Amidst all the railway franchise changes in our meaningless 'customer service' culture, it's good to see a reminder of when it was all very different. This is Eridge station, on the branch line to Uckfield in East Sussex and opened in August 1868. One half of the station has been restored to its Southern Railway livery, as once seen from 1923 to 1948. Cream weatherboarding, green detailing on doors and window frames and what is apparently a reproduction Southern enamel 'target' station sign made by a member of the nearby Spa Valley Railway.
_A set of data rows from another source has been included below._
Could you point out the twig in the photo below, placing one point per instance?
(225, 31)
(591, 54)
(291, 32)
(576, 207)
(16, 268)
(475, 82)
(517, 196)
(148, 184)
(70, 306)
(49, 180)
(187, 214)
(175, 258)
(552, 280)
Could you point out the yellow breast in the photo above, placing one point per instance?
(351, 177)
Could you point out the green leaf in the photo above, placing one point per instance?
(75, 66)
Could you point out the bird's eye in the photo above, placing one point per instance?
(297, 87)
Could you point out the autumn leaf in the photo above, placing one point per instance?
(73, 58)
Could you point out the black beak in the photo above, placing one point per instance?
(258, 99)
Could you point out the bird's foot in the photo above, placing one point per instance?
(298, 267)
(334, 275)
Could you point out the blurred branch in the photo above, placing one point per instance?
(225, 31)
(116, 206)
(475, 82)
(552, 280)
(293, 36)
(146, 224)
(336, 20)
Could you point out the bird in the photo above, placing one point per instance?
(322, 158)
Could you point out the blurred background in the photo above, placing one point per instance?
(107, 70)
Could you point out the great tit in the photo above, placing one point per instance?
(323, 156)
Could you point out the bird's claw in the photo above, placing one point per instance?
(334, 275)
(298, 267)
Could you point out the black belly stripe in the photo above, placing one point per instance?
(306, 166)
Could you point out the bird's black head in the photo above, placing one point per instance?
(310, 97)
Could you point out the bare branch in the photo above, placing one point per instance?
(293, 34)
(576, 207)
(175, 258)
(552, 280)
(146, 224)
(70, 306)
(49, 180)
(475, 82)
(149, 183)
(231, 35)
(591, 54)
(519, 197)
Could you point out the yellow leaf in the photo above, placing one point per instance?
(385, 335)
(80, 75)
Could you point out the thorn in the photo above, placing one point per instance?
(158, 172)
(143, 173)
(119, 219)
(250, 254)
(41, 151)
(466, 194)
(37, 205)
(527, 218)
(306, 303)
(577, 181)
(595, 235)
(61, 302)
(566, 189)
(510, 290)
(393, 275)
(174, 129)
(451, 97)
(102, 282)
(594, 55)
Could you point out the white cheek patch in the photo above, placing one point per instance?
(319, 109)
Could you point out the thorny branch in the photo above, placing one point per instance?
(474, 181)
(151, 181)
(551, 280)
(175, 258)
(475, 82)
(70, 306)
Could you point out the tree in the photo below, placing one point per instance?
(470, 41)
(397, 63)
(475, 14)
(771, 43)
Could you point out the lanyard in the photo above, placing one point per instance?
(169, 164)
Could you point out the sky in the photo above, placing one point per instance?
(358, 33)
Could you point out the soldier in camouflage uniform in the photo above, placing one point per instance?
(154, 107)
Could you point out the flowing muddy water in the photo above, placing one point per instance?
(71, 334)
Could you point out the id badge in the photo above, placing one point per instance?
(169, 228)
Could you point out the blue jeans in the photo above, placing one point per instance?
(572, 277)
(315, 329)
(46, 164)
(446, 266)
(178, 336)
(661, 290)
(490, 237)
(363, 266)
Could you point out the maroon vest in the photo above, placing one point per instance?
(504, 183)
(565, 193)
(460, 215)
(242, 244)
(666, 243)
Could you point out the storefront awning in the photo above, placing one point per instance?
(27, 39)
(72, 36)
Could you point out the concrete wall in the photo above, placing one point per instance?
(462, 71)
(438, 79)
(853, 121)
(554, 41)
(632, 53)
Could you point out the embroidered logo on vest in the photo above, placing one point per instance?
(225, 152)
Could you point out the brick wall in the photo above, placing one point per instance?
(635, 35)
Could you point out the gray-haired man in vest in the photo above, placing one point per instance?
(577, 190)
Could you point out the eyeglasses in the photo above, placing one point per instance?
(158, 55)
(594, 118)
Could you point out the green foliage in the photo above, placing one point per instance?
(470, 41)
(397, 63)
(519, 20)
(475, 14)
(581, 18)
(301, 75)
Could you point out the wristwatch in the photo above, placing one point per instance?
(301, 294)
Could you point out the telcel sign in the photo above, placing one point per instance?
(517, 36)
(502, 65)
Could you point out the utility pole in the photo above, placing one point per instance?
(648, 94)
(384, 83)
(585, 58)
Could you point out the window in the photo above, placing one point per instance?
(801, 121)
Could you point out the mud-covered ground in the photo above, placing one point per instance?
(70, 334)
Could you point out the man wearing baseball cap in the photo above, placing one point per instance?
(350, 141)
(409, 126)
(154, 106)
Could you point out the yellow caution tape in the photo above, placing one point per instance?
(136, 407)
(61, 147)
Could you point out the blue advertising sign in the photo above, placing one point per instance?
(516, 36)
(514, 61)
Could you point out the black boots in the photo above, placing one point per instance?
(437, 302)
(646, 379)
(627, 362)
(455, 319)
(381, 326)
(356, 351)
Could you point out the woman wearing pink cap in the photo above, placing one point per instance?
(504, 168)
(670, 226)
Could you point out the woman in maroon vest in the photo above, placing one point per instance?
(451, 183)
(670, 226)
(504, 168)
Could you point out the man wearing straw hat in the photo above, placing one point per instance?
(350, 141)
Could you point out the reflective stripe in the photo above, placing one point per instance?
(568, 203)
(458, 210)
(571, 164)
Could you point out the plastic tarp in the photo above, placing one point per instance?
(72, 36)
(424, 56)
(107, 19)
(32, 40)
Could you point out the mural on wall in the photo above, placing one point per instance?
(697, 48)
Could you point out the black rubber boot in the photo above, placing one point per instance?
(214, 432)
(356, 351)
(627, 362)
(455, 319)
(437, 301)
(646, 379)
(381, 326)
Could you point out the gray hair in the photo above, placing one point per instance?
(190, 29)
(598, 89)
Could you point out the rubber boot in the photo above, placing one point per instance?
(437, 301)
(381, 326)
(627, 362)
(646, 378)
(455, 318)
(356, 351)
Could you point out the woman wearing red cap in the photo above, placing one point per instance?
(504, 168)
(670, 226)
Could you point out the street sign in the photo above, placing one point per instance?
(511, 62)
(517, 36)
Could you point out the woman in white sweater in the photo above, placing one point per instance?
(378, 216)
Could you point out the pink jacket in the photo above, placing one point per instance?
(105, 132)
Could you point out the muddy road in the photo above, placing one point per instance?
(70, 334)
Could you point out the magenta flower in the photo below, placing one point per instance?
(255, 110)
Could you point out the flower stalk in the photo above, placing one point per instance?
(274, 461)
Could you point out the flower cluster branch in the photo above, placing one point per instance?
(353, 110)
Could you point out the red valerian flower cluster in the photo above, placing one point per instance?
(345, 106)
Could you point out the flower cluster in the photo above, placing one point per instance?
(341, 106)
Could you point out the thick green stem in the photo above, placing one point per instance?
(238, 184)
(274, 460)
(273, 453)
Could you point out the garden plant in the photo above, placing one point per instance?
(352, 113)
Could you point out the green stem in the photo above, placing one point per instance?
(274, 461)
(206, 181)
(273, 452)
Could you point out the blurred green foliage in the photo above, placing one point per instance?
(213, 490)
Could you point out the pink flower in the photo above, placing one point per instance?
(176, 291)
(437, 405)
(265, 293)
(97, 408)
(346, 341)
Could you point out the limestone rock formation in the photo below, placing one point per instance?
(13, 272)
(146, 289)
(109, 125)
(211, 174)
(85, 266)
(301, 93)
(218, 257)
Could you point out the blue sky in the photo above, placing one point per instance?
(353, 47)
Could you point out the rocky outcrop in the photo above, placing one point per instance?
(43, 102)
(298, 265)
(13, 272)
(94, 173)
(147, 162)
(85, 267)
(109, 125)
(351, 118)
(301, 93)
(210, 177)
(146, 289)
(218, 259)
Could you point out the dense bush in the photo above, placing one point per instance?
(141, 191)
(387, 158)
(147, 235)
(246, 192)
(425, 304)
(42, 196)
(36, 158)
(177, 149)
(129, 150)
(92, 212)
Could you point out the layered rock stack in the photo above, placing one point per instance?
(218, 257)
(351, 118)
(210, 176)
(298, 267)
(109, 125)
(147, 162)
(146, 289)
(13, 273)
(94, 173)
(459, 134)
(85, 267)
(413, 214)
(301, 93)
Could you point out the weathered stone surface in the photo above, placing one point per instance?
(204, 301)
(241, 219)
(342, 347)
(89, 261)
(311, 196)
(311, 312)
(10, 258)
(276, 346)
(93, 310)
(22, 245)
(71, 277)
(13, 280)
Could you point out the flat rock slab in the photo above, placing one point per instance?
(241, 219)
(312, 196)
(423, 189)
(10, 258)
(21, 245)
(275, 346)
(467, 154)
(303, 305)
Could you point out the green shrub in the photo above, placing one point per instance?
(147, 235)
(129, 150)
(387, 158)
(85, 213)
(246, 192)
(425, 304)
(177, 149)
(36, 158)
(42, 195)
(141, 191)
The platform canopy is supported by ornamented cast-iron columns, and once served the branch that lead off to Tunbridge Wells West station from where the SVR now run steam trains through High Rocks and Groombridge. There is currently much fundraising going on so that they can run their trains into Eridge once more. Another positive note is that the new 'Southern', whose trains run through on the other platform, have invested in decently-designed signs and an evocative logo. So all is not completely lost.

Spiritual Fire


There is much to be enjoyed in the church at North Cerney, tucked-up against trees above the Cheltenham to Cirencester road. A pulpit bowl hewn from a single block of stone, a 1929 reading desk made of panels from a sixteenth century box pew and a colourful organ case painted like one you'd find in a steam-driven fairground. And then you peep into a little room at the west end and see rows of jugs for flowers on a shelf, and this fire extinguisher. Stalwart of village halls and schoolrooms, I've always loved the idea of these red megaphones, wondering what it would be like if you followed the instructions and hammered it upside down on the floor. I suppose there is more sophisticated firefighting equipment these days, but surely none as gloriously-lettered as this Minimax Model 4AW.